The Washington-based International Monetary Fund (IMF) has been monitoring the performance of the Grenadian economy since the implementation of the Structural Adjustment Programme (SAP) under the ruling New National Party (NNP) government of Prime Minister Dr. Keith Mitchell.
The fund has compiled an 84-page report, which looked at the critical issue of Improving Public Finance Management in Grenada.
The following remarks were made by the IMF:
Reform Priorities Identified by the 2015 Public Expenditure and Financial Accountability Assessment
Grenada recently underwent a public expenditure and financial accountability (PEFA) assessment, conducted by CARTAC.
The assessment reviewed the performance of its public financial management (PFM) and identify reform priorities. Overall, the assessment concludes that PFM in Grenada has improved since the last assessment in 2010 and recommends a continuation of ongoing efforts to strengthen PFM in Grenada.
Reform priorities are focused in three main areas:
Aggregate Fiscal Discipline:
The assessment concludes that aggregate fiscal discipline has improved markedly since the government embarked on its home-grown economic reform program, supported since June 2014 by the IMF arrangement under the Extended Credit Facility (ECF).
Most notably, the assessment recognizes substantial improvements in the budget preparation process, now supported by the requirements mandated in the 2015 Public Finance Management (PFM) Act, which have strengthened fiscal discipline.
Looking ahead, further development of monthly cash flow forecasting linked to budget allocation and commitment controls, will be required to strengthen management of fiscal outcomes.
Similarly, while the recent reforms to strengthen oversight of state-owned enterprises and statutory bodies will mitigate fiscal risks, continued improvements in external oversight mechanisms and parliamentary scrutiny of government financial operations are needed to further enhance transparency and accountability.
Finally, the mechanisms for the contracting of debt and issuance of government guarantees, reporting of government guaranteed debt, and high quality of debt data all contribute to enhance fiscal discipline but should be complemented by completion and implementation of the authorities’ medium-term debt strategy.
Strategic Allocation of Resources:
The assessment recommends that the strategic allocation of resources be strengthened by systematically linking the medium-term budget to sector strategies and performance indicators.

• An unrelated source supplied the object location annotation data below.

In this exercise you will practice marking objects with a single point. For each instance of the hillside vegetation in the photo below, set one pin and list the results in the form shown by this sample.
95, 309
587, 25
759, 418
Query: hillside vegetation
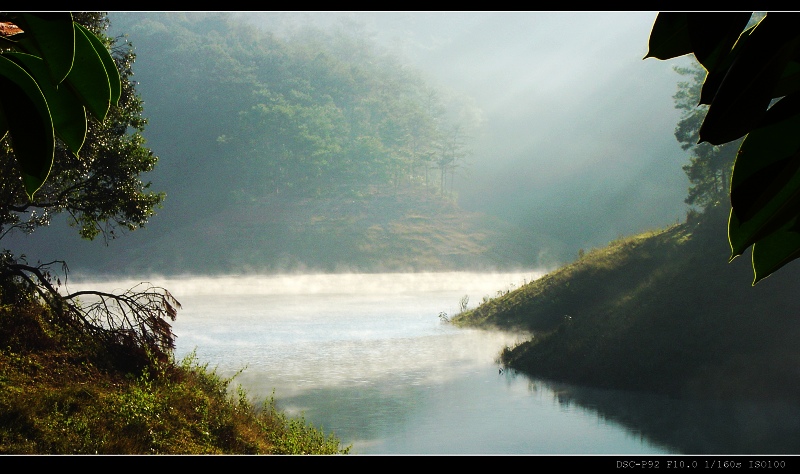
66, 392
660, 312
381, 232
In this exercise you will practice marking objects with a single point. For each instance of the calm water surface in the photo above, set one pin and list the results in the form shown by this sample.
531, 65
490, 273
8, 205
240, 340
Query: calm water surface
367, 358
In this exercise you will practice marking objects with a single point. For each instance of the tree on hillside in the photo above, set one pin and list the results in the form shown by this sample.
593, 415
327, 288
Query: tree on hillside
709, 168
752, 88
98, 185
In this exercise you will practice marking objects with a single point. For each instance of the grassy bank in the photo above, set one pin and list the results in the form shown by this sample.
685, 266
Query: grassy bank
661, 312
67, 393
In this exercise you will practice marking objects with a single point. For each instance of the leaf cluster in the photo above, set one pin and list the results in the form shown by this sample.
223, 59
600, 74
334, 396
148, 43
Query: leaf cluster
94, 174
52, 70
752, 89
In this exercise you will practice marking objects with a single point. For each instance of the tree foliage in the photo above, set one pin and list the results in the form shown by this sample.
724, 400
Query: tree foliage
752, 89
52, 69
314, 113
100, 187
86, 166
709, 168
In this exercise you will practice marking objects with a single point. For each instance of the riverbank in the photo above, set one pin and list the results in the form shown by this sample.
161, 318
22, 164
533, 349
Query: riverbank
659, 312
65, 393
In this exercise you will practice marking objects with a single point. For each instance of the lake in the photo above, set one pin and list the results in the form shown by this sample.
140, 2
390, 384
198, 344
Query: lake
366, 356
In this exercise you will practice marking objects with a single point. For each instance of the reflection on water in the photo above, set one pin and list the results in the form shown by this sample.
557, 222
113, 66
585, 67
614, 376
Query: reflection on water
366, 357
697, 426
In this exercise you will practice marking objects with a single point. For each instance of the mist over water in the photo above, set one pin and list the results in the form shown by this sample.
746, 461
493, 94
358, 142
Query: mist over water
365, 356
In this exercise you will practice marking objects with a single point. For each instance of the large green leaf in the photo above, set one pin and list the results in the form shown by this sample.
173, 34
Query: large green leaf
765, 185
66, 111
775, 251
713, 35
28, 119
766, 160
110, 66
54, 38
669, 37
715, 77
746, 91
88, 77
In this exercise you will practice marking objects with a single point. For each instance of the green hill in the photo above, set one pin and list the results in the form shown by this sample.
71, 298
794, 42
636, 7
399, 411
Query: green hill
659, 312
381, 232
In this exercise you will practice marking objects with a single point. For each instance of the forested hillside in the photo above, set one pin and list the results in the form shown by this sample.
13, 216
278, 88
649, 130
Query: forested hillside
290, 153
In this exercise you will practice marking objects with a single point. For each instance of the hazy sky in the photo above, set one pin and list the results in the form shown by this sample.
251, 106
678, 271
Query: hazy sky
577, 129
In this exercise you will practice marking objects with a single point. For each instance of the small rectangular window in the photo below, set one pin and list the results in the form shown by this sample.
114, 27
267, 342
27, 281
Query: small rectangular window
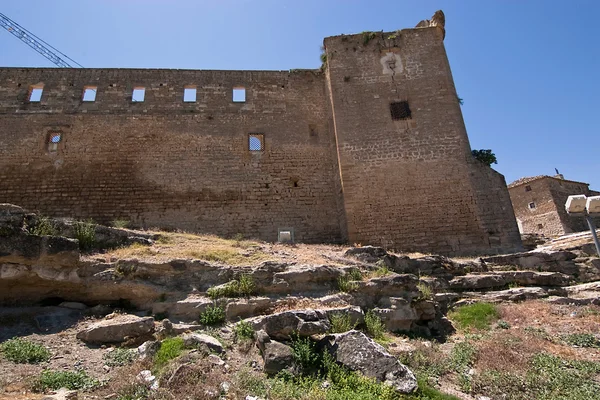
239, 95
138, 94
189, 94
256, 142
35, 93
89, 93
54, 139
400, 110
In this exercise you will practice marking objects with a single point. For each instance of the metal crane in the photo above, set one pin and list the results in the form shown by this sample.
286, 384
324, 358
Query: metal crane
37, 44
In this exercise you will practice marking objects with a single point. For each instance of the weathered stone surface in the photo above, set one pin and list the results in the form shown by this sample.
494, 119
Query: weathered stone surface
117, 329
304, 278
201, 339
483, 281
245, 308
399, 317
304, 322
358, 352
366, 254
276, 356
536, 278
148, 349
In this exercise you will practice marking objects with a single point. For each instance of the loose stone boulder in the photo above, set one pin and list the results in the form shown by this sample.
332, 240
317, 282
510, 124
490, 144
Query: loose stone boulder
276, 356
201, 339
304, 322
117, 329
358, 352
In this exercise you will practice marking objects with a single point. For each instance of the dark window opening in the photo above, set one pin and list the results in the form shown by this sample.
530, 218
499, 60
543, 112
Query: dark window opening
35, 93
239, 95
89, 93
400, 110
256, 142
54, 139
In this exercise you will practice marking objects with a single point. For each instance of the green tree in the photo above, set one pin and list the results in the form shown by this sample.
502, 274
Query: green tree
485, 156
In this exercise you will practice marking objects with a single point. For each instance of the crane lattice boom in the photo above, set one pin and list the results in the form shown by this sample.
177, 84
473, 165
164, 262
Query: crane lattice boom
36, 43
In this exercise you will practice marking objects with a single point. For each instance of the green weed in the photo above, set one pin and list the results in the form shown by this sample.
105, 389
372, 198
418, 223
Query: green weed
212, 315
23, 351
243, 330
44, 227
341, 322
85, 233
242, 287
119, 357
374, 326
170, 349
55, 380
582, 340
477, 316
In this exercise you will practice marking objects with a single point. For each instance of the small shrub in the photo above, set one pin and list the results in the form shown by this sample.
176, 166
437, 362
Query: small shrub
134, 392
305, 354
44, 227
425, 291
120, 223
374, 326
582, 340
170, 349
477, 316
85, 233
368, 36
55, 380
213, 315
503, 324
345, 284
24, 351
243, 330
341, 322
119, 357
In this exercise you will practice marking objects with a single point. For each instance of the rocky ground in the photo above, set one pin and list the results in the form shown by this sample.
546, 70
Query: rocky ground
240, 319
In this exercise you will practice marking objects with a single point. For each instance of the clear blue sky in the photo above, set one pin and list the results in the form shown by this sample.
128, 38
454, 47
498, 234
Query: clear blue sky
528, 71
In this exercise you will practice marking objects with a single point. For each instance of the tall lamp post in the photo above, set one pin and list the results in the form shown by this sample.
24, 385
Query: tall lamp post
588, 207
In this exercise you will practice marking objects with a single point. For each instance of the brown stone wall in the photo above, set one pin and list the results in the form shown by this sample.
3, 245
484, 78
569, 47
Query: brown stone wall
410, 184
166, 163
549, 216
335, 166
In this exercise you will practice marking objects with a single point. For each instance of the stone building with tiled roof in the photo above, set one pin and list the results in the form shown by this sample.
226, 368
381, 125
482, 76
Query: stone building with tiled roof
539, 204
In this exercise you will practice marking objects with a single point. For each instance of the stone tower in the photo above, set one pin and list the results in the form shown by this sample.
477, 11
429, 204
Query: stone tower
408, 178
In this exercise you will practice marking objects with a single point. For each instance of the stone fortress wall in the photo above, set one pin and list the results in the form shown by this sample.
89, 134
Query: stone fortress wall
371, 149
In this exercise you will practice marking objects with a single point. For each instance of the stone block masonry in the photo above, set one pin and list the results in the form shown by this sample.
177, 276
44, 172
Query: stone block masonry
371, 149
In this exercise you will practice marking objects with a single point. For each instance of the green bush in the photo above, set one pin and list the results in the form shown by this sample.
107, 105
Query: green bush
169, 349
55, 380
242, 287
478, 315
85, 233
374, 326
425, 291
44, 227
582, 340
306, 357
120, 223
243, 330
341, 322
23, 351
213, 315
134, 392
119, 357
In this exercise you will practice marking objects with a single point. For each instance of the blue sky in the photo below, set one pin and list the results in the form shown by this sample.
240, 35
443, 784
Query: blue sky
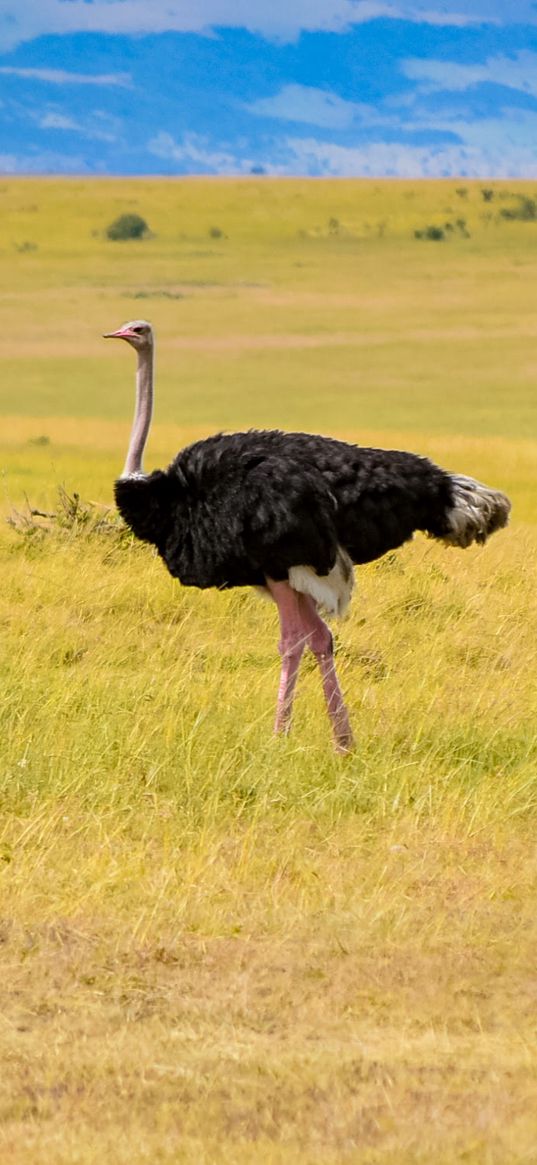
334, 87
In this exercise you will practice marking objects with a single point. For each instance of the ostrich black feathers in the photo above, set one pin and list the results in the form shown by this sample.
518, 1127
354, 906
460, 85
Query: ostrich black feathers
235, 508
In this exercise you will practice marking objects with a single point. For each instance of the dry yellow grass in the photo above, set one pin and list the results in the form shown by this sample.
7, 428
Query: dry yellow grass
217, 947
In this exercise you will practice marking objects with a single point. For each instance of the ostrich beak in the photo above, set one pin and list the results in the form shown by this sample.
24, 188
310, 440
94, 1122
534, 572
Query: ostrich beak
122, 333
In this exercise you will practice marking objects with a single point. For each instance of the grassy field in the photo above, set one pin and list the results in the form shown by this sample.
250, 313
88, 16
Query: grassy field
218, 947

This would complement the recent removal of special warrants and the limitations placed on the number of supplementary budgets in the 2015 PFM Act to ensure the strategic priorities determined through the budget formulation process remain in place.
The Government’s strategic allocation capabilities would also be enhanced by including a systematic annual report on the financial operations of extra-budgetary funds, which would provide a more comprehensive view of its operations.
A new procurement law (the Public Procurement and Disposal of Public Property Act) was put in place in 2014. However, the assessment concludes that to overcome remaining weaknesses in the procurement system the new law needs to be made operational.
The assessment also identifies the need to strengthen accountability mechanisms, including the timeliness of financial statements, to ensure that external audits are effective counter checks of the efficient use of resources.
On the revenue side, the assessment recommends strengthening operational efficiency by addressing the accumulation of tax arrears, which undermine the credibility of tax assessments and the principle of equal treatment of taxpayers.
The report recognizes the recent removal of the use of discretionary exemptions as an important step in this regard. Consolidation of cash balances would also be important for more efficient liquidity management and improve operational efficiency.
Continued improvements in Grenada’s PFM practices are expected to be supported by the strengthened legislative framework put in place under the IMF-supported program.
The framework includes the new PFM Act 2015, Fiscal Responsibility (FR) Act 2015, Public Debt Management (PDM) Act 2015, Public Procurement and Disposal of Public Property (PPDPP) Act 2014, and Customs Act 2015, as well as the new Tax Administration Act expected to be legislated in 2015.
These Acts are designed to ensure the implementation of a medium-term, results-oriented, budget planning and preparation process and to strengthen the authorities’ ability to establish and manage within multi-year fiscal targets. In addition, tax incentive reform has removed discretionary tax exemptions from the various tax acts, and will reduce fiscal risks while supporting operational efficiency.